Oqaasileriffik operates the website kukkuniiaat.gl, providing the Greenlandic spell checker tool Kukkuniiaat. This service supports multiple office platforms including Google Docs, Microsoft Office, Adobe InDesign, LibreOffice, and Apache OpenOffice, targeting Greenlandic language users and institutions. The organization is a government language secretariat, positioning itself as the official provider of Greenlandic language technology and resources. The website content is well-structured, multilingual, and professionally presented, supporting accessibility and user engagement. Technically, the website employs modern front-end technologies such as Bootstrap 5 and jQuery, hosted by Hosting.gl ApS. It integrates Matomo and Google Analytics for user tracking and performance monitoring.

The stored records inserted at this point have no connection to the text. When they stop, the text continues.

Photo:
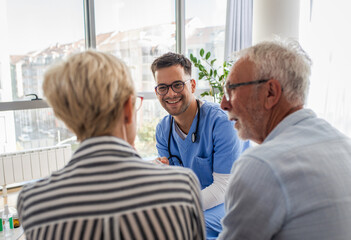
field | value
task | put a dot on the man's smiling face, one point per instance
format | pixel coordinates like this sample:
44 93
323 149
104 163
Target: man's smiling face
175 103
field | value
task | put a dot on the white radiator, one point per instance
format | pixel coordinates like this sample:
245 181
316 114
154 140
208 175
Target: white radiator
32 164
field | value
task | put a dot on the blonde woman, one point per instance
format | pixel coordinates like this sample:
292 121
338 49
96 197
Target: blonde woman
106 191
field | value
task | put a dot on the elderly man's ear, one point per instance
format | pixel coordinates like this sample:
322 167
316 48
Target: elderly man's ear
273 93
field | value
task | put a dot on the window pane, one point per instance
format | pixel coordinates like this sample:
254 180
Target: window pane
137 32
205 28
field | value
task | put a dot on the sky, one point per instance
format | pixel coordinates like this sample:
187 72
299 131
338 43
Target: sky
36 24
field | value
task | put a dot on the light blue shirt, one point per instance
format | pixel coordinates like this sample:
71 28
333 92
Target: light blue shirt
295 185
215 149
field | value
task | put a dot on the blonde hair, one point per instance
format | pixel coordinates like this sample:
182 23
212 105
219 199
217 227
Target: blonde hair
88 91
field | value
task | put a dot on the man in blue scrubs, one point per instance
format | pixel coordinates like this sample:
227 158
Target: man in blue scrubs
196 134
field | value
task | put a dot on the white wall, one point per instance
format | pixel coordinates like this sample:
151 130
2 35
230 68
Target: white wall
275 17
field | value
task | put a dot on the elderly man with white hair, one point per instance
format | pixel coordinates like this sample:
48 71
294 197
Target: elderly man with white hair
295 184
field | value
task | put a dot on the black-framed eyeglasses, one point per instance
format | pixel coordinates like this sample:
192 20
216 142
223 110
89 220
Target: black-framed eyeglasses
229 87
177 87
138 102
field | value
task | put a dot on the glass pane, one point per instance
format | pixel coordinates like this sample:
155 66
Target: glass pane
205 28
34 34
137 32
36 128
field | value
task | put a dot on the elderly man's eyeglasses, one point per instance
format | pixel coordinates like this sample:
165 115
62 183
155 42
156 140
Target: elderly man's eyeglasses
138 102
177 87
229 87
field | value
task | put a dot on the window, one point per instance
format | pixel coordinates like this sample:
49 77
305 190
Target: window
34 35
327 40
39 33
205 28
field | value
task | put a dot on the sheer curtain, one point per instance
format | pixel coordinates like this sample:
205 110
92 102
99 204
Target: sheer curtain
238 26
327 39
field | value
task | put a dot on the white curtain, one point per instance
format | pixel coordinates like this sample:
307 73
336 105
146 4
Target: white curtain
238 34
327 39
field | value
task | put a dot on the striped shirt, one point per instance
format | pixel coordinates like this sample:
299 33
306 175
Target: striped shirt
107 191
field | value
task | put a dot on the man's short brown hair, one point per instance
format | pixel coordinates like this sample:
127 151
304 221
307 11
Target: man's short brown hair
171 59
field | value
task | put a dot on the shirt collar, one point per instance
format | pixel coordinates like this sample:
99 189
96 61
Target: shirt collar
108 142
290 120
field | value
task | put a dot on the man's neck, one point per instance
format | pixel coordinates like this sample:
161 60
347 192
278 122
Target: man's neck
280 112
185 120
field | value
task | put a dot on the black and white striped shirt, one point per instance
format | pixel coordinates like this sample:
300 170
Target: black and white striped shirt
108 192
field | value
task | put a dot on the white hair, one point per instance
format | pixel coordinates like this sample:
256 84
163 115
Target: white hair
285 61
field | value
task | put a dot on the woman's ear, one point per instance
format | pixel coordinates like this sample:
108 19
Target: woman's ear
193 85
273 93
128 110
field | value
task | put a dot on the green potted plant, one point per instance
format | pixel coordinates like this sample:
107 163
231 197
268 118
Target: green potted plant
215 76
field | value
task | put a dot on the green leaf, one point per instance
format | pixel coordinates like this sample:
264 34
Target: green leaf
202 51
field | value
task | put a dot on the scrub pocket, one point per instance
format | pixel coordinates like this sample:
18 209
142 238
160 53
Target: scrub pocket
203 169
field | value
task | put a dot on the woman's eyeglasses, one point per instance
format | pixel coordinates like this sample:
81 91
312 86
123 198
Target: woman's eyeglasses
138 102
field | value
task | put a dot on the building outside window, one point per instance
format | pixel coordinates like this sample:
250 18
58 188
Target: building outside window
41 33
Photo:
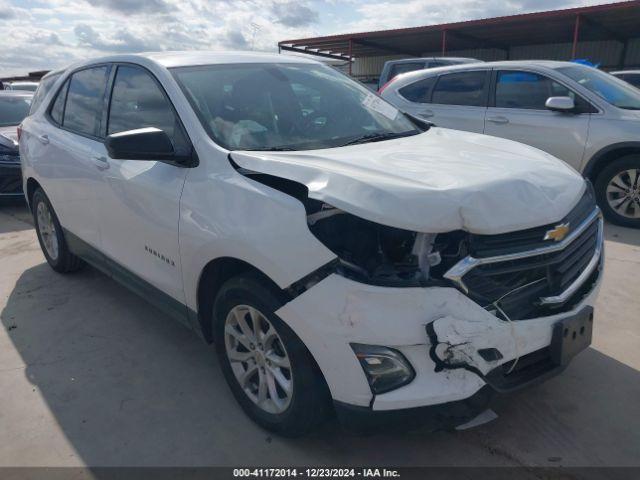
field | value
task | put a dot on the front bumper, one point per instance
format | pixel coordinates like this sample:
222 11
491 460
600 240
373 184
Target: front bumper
10 180
439 330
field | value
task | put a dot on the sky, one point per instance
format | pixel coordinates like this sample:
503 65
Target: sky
49 34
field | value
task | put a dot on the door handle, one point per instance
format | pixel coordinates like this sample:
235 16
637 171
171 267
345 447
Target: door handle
101 163
500 120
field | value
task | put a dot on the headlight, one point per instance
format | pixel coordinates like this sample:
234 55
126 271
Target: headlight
379 254
385 368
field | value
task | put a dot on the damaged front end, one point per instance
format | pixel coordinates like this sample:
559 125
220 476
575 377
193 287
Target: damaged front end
463 312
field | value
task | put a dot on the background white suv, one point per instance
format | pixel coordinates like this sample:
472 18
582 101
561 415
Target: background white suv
579 114
335 251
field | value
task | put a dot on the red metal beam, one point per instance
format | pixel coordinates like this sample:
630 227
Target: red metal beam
566 13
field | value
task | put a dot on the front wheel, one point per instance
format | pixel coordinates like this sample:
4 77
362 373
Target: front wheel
52 241
618 191
269 370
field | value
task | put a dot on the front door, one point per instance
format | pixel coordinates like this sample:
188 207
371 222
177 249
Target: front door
139 201
459 101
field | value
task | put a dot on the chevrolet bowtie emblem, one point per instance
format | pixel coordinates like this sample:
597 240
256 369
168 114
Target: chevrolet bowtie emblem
558 232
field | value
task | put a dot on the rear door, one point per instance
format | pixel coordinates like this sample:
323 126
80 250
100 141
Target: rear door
518 112
459 100
138 201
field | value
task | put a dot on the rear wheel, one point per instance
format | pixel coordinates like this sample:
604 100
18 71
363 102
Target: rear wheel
269 370
618 191
52 241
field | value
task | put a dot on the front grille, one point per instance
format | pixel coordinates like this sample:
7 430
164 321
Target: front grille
513 288
532 238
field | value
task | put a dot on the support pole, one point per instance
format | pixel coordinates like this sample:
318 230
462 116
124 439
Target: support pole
444 41
350 57
576 32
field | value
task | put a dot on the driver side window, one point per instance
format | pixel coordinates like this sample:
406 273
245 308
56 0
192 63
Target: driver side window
138 102
528 90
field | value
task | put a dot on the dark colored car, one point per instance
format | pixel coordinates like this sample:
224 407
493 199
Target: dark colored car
14 107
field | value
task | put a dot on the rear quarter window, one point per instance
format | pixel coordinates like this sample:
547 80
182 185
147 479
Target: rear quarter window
420 91
43 88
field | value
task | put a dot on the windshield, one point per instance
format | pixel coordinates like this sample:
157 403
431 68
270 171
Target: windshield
13 109
287 107
611 89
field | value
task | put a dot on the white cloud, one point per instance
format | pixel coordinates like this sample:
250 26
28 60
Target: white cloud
47 34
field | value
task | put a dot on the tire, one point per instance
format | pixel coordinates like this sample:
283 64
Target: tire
52 241
625 215
309 399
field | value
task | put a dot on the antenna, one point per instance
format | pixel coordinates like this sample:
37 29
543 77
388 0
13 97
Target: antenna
254 28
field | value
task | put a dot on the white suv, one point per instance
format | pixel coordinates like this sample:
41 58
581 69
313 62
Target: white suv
338 253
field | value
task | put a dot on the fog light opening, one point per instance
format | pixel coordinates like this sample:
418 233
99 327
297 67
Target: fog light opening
386 369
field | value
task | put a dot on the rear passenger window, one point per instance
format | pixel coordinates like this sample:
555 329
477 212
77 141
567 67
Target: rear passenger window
138 102
57 110
527 90
400 68
43 88
420 91
464 88
85 101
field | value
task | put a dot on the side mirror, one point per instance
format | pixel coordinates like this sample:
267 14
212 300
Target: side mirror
141 144
421 123
560 104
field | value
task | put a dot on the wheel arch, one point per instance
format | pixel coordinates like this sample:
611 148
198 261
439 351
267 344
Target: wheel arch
600 160
213 276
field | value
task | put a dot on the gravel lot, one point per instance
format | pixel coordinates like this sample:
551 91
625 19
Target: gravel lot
90 374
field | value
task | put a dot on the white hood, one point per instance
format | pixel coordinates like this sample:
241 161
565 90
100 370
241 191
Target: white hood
439 181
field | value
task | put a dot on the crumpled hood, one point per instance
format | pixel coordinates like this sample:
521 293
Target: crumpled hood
438 181
9 137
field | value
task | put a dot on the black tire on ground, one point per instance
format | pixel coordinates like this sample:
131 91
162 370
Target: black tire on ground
628 162
310 400
65 261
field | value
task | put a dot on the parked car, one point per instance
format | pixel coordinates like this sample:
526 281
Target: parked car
393 68
336 251
14 106
629 76
26 86
576 113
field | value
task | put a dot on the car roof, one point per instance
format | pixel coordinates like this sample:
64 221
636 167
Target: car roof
534 64
195 58
414 59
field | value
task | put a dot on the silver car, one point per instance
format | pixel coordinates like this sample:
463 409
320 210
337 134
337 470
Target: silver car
629 76
586 117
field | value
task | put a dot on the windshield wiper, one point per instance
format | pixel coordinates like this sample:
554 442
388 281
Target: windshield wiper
377 137
271 149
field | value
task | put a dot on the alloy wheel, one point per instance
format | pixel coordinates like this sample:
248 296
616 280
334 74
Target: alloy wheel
47 230
258 359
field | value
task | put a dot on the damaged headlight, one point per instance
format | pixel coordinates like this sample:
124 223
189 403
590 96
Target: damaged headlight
375 253
385 368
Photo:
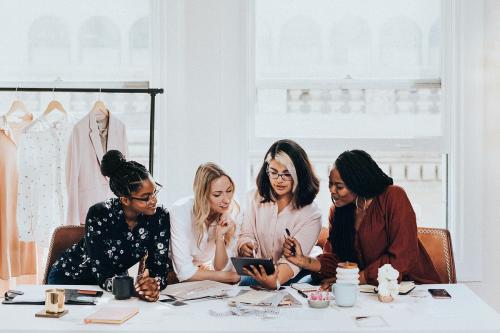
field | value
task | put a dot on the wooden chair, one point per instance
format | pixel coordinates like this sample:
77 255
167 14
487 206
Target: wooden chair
437 243
62 238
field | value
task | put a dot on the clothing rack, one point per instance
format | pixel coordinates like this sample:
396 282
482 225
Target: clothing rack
151 91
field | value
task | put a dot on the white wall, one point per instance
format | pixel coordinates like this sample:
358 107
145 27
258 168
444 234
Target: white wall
204 109
489 288
202 61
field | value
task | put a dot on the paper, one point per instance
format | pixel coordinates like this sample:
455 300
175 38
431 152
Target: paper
197 289
265 298
370 321
304 287
111 315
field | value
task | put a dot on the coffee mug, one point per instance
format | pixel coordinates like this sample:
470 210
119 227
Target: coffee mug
346 294
54 300
123 287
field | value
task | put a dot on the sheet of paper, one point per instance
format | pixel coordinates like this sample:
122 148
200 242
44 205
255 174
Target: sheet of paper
370 321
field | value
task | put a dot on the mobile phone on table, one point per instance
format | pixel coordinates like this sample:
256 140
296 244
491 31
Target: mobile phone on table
439 293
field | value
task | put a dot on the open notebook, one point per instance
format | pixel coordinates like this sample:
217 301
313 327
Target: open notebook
111 315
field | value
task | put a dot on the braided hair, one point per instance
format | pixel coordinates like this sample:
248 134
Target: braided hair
125 177
363 176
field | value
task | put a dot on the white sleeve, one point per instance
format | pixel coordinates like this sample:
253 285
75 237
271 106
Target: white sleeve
231 248
247 231
181 236
72 171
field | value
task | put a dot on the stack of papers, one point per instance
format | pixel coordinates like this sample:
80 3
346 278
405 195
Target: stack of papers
404 288
186 291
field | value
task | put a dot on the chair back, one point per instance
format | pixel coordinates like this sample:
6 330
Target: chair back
437 243
62 238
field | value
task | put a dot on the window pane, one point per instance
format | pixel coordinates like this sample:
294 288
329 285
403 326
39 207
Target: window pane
348 113
93 40
337 38
342 69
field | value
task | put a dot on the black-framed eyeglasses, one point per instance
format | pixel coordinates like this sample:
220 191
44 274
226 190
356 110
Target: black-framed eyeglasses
286 176
158 188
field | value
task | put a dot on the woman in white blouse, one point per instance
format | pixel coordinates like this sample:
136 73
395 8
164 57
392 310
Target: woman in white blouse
204 228
282 206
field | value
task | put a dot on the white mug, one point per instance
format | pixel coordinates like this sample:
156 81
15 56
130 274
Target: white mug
346 294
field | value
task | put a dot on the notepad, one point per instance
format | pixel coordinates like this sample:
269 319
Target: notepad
111 315
304 287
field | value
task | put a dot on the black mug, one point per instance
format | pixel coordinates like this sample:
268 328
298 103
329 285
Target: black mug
123 286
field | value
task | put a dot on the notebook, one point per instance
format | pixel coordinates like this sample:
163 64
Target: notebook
304 287
111 315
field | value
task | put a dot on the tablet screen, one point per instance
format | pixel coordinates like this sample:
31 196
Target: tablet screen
244 262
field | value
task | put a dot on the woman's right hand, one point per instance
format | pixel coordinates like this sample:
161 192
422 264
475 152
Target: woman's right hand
230 277
293 251
246 250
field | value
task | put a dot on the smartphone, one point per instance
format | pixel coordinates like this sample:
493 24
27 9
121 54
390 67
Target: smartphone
439 293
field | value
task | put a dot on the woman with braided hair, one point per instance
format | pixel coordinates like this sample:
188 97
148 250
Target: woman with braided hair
119 232
372 223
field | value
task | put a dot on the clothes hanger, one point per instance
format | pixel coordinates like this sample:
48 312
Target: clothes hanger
99 106
54 105
18 105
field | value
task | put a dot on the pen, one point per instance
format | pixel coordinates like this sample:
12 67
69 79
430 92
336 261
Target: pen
293 247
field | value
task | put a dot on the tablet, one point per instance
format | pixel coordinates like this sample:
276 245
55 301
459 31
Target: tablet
240 262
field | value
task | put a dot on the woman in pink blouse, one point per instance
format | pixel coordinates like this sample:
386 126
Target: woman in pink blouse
286 189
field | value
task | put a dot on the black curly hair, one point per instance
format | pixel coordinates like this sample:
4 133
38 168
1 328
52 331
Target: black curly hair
125 177
362 175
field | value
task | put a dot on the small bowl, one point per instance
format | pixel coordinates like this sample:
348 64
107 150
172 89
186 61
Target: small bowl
318 304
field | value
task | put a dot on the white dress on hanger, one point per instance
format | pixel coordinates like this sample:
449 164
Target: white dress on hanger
42 199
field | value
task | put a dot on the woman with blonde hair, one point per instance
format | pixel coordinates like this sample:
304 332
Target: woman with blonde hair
204 228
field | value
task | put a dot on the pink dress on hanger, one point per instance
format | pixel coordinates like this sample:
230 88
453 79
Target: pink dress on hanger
16 257
86 185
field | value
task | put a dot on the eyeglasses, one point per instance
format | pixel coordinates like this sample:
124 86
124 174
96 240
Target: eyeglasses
158 188
275 175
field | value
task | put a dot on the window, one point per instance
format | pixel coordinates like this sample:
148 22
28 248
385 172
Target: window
338 75
96 43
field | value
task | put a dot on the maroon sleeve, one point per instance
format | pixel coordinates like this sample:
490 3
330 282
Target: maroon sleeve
328 259
401 225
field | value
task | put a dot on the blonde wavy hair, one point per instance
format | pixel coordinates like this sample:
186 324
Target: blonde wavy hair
205 175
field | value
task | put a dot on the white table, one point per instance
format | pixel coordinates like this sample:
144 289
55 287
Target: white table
465 312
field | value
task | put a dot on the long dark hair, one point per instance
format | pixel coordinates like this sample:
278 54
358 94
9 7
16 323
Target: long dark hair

However, the site lacks a valid SSL/TLS certificate, resulting in no HTTPS support, which is a critical security deficiency. Performance is moderate with a page load time of approximately 4.5 seconds and a moderate number of resources. From a security perspective, the absence of HTTPS and modern TLS protocols significantly undermines user data protection and trust. While SPF and DMARC records are correctly configured for email security, the lack of security headers, HSTS, and OCSP stapling further weakens the security posture. Privacy compliance is basic with a privacy policy present but lacking explicit GDPR compliance statements or cookie consent mechanisms. Overall, the website is functional and credible but requires urgent security improvements, especially SSL/TLS deployment, to protect users and enhance trust. Strategic recommendations include obtaining a valid SSL certificate, enabling HTTPS, implementing security headers, and enhancing privacy compliance to meet regulatory standards.

O

Oqaasileriffik

nutserut.gl

42

Nutserut is a specialized online platform operated by Oqaasileriffik, the Language Secretariat of Greenland, providing machine translation and language learning tools focused on the Greenlandic language. The website offers multiple AI-based translation methods and educational annotation tools aimed at language learners, translators, and researchers interested in Greenlandic. The service is positioned as a niche governmental resource with a clear public service mission. Technically, the website employs modern frontend technologies including Bootstrap 5.3, jQuery, and Matomo analytics. However, the site suffers from slow load times and lacks HTTPS support due to an invalid or missing SSL certificate, which significantly impacts security and user trust. The site is hosted via Hosting.gl ApS with DNS managed through Google Domains, reflecting a stable infrastructure. From a security perspective, the absence of HTTPS and security headers presents a critical vulnerability, exposing users to potential data interception risks. No privacy or cookie policies are present, indicating poor privacy compliance. Analytics tools are used without visible privacy disclosures, and no incident response or security policy information is provided. The domain registration is mature and consistent with the governmental nature of the site, supporting legitimacy. Overall, while the website provides valuable language services with good content and business credibility, its security posture is weak and privacy compliance is lacking. Strategic improvements in SSL deployment, security headers, and privacy policies are essential to enhance trust and protect users.